My blogging pal, Lynn, from Sprigs, and Liz Elayne, of be present, be here,  have started something called Poetry Thursday.   Poetry Thursday “is an online project that encourages bloggers to read and enjoy poetry, as well as sharing it with others.”

I’ve never been a big fan of poetry.  It’s embarrassing to say, considering I was an English major in college and I like to read.  I think one of the reasons is that I feel most comfortable with traditional A-B-C storytelling.   Poetry is often about mood or language itself and it doesn’t always have the forward thrust of a narrative.  When Lynn asked if I was interested in getting involved, I sent her this email:

I’ll think about it.  To be quite honest, I do have an interest in poetry.   Maybe you can help me understand why this is, but I avoid poetry, because reading poetry frequently makes me feel nervous — almost anxious.  Is that weird to admit?  Maybe because I’m so used to words and sentences having a structure and making a concrete point – providing information in a story that I can focus on –  I’m not really sure what to do with just words and emotion?  Maybe it’s a male thing, like not asking for directions.  I mean, does poetry have tits I can play with?

Her response:

It depends on the poems. Some have tits and ass that don’t mind being played with, but others are terribly prude.
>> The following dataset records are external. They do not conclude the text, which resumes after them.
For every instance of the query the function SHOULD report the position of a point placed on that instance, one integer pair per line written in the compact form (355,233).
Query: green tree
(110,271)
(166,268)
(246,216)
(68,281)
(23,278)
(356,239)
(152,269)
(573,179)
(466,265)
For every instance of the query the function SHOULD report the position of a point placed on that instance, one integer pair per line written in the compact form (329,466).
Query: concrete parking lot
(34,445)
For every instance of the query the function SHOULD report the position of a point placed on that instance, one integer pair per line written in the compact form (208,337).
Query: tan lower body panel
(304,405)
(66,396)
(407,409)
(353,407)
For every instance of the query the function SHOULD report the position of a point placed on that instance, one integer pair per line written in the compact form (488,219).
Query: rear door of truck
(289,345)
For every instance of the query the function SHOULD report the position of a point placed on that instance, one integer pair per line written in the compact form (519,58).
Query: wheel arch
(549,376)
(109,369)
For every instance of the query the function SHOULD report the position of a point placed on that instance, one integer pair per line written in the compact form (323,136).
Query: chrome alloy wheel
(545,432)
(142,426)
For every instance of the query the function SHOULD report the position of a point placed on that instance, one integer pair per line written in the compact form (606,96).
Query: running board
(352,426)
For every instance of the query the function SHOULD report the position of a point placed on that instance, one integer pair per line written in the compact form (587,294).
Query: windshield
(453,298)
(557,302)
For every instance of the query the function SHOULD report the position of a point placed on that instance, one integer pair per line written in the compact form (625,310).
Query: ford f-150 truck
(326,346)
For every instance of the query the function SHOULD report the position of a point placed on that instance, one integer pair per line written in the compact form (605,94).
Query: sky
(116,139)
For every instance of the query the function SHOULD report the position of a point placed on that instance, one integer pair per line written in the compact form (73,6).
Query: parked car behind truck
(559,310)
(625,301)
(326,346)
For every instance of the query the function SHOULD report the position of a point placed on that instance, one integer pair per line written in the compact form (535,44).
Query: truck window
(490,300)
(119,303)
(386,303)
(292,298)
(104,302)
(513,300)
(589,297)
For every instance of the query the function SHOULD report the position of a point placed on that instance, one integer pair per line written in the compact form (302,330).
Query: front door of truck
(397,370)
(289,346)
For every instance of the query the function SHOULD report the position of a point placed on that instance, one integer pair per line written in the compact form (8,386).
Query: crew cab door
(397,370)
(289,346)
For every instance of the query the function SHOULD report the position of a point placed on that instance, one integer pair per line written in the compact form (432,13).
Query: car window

I don’t know how fully I’m going to participate, but I thought I’d take a cue from Sophia, and be brave.  Look fear in the eye.  And actually read some poetry.

I went to the Index of Modern American Poets and spent the next couple of hours just reading different poems. 
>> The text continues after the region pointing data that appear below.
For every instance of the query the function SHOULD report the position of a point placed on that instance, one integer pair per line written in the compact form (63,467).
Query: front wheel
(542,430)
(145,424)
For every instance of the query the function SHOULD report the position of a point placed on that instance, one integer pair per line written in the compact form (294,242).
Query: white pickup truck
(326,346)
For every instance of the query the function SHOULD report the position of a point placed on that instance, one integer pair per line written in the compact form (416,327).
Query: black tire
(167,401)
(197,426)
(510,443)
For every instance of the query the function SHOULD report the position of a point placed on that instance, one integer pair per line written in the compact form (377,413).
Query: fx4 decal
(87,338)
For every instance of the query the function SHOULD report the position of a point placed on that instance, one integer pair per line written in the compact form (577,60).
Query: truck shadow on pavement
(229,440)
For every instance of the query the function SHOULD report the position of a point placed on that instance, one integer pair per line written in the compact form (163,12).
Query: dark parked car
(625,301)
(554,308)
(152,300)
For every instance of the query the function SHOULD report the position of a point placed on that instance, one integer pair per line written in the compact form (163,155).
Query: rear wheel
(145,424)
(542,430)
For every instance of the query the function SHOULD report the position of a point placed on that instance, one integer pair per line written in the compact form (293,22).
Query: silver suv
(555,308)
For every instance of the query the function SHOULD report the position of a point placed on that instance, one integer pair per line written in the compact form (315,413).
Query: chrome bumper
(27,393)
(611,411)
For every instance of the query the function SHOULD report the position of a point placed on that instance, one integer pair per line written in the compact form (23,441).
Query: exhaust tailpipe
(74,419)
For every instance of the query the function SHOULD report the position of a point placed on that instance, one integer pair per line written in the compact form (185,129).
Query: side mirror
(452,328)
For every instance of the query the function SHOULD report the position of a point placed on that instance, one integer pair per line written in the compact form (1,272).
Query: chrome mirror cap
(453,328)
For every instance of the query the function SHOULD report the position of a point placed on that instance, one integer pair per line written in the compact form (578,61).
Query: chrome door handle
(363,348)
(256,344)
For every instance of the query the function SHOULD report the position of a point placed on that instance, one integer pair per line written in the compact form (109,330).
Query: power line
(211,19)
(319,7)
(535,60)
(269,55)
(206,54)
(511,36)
I wish I had the literary skills of an arts critic.  I’m terrible in explaining why I like one piece of art better than another.  Why do I love watching “24,” but fall asleep watching “CSI?”  Is there a specific reason I like one book over another?  Why do I relate to one blogger’s writing more than another, especially when I don’t know really know any of you.

Maybe if I keep on reading poetry for a while, I’ll be better prepared to explain why I liked this following poem the best out of the dozens I read.  It’s not particularly a “big” poem, or about anything dramatic.  It’s written by Denise Levertov, who died in 1997.  This is supposedly the last poem she ever wrote.

Aware

When I found the door
I found the vine leaves
speaking among themselves in abundant
whispers.
My presence made them
hush their green breath,
embarrassed, the way
humans stand up, buttoning their jackets,
acting as if they were leaving anyway, as if
the conversation had ended
just before you arrived.
I liked
the glimpse I had, though,
of their obscure
gestures. I liked the sound
of such private voices. Next time
I’ll move like cautious sunlight, open
the door by fractions, eavesdrop
peacefully.

(Denise Levertov. “The Great Unknowing: Last Poems.”